Moderna executives said production challenges now lie with bottling up doses, also known as fill and finish, and ramping up infrastructure to deliver them internationally, rather than production of raw material.

“We really believe we can fix those short-term supply issues …. those are what I would qualify as teething problems of scaling up so fast,” Chief Executive Officer Stéphane Bancel told analysts on a conference call.

Moderna shares were down 16.3% at $289.50.

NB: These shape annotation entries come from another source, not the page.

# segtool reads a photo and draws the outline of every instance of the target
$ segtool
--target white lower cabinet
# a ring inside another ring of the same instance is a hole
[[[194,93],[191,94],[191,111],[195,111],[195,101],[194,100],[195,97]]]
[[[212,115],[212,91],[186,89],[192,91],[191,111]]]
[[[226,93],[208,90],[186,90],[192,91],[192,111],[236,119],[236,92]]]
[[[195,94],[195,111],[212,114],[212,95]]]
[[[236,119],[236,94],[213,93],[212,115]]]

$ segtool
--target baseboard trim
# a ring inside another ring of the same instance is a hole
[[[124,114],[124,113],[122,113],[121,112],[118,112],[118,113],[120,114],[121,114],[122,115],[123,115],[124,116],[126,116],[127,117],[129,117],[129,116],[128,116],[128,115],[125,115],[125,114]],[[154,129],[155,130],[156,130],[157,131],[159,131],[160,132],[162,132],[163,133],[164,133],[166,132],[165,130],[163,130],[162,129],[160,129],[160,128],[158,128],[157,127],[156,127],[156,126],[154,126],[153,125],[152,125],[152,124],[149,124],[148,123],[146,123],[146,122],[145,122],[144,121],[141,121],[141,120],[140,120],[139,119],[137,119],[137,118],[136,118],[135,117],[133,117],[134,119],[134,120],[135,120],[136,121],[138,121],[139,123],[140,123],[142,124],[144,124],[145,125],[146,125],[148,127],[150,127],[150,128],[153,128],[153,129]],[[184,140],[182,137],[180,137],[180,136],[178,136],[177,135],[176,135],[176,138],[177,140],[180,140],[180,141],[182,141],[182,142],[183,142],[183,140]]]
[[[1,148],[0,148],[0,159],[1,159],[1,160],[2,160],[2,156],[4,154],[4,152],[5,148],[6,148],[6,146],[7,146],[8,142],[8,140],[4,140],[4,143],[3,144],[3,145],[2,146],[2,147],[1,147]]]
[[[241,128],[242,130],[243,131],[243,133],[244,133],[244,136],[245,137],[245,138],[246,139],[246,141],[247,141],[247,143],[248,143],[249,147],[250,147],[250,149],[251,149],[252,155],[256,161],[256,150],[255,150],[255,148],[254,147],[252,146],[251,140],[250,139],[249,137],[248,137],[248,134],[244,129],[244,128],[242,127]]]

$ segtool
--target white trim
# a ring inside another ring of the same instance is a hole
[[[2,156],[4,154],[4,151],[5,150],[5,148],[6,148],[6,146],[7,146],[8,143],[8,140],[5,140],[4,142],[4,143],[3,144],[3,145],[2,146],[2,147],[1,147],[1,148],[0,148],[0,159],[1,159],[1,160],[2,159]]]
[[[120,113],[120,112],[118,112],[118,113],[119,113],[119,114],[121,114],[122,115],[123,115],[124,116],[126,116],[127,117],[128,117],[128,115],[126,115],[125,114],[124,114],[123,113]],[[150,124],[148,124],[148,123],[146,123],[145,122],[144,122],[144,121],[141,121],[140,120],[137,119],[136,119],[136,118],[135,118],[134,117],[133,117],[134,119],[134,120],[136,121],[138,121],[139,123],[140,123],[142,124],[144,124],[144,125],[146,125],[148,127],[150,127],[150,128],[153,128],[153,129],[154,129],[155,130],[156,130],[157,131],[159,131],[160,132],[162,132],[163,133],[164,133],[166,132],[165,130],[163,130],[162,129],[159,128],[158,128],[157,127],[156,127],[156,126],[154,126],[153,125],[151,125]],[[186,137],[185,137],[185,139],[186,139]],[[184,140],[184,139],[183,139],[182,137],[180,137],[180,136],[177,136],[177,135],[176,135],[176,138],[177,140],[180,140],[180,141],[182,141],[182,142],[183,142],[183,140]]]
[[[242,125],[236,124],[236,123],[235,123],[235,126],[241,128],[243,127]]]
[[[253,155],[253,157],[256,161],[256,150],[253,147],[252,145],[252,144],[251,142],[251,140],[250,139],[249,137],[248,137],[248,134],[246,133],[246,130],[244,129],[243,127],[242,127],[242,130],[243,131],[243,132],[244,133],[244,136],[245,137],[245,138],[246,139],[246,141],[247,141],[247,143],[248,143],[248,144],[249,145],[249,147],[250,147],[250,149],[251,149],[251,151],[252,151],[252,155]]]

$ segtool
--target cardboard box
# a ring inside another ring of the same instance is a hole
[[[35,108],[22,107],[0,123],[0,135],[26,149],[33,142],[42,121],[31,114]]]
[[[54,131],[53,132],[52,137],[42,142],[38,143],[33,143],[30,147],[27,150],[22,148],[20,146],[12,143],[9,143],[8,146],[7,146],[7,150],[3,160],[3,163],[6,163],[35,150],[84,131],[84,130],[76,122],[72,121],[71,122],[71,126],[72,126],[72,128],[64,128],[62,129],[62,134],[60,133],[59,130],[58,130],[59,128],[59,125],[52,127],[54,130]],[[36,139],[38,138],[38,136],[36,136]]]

The U.S. drugmaker is hiring more manufacturing workers and investing additional resources in its production lines to increase the number of doses it can release each week, Bancel said.

Moderna’s COVID-19 vaccines, like those of its peer Pfizer, require more demanding cold storage than other shots, creating logistical challenges in shipping them, especially to poorer countries that lack extensive cold storage infrastructure.

The company’s sales target cut is in sharp contrast to that of larger rival Pfizer Inc, which earlier this week raised the sales forecast for its shot.

Moderna’s contract manufacturer Lonza has been ramping up manufacturing, and Moderna has also enlisted Spain’s Rovi, another contract drugmaker that is already bottling Moderna’s vaccine, to build new ingredient production facilities in Granada to lift European output.

Bancel said the work was now complete, and “we should see a positive impact from this expansion very soon.”

Besides production challenges, the vaccine has also been under scrutiny over the rare risk of heart inflammation known as myocarditis.

The U.S. Food and Drug Administration (FDA) over the weekend delayed its review of Moderna’s vaccine in children and teens aged 12 to 17 years, to assess the risk of myocarditis.

Moderna executives said its safety analysis do not show an increased risk in individuals below 18 years of age.

“We think, over time, the substantial benefits of our vaccine will ultimately win out here. And so we look forward to continuing to work with the FDA,” said Moderna President Stephen Hoge.

Moderna said it was now expecting 2021 sales of between $15 billion and $18 billion from $20 billion estimated previously.

Deliveries were pegged between 700 million and 800 million doses for the year, down from its prior forecast of between 800 million to 1 billion.

Still, Moderna said its sales could be in the range of $17 billion to $22 billion next year.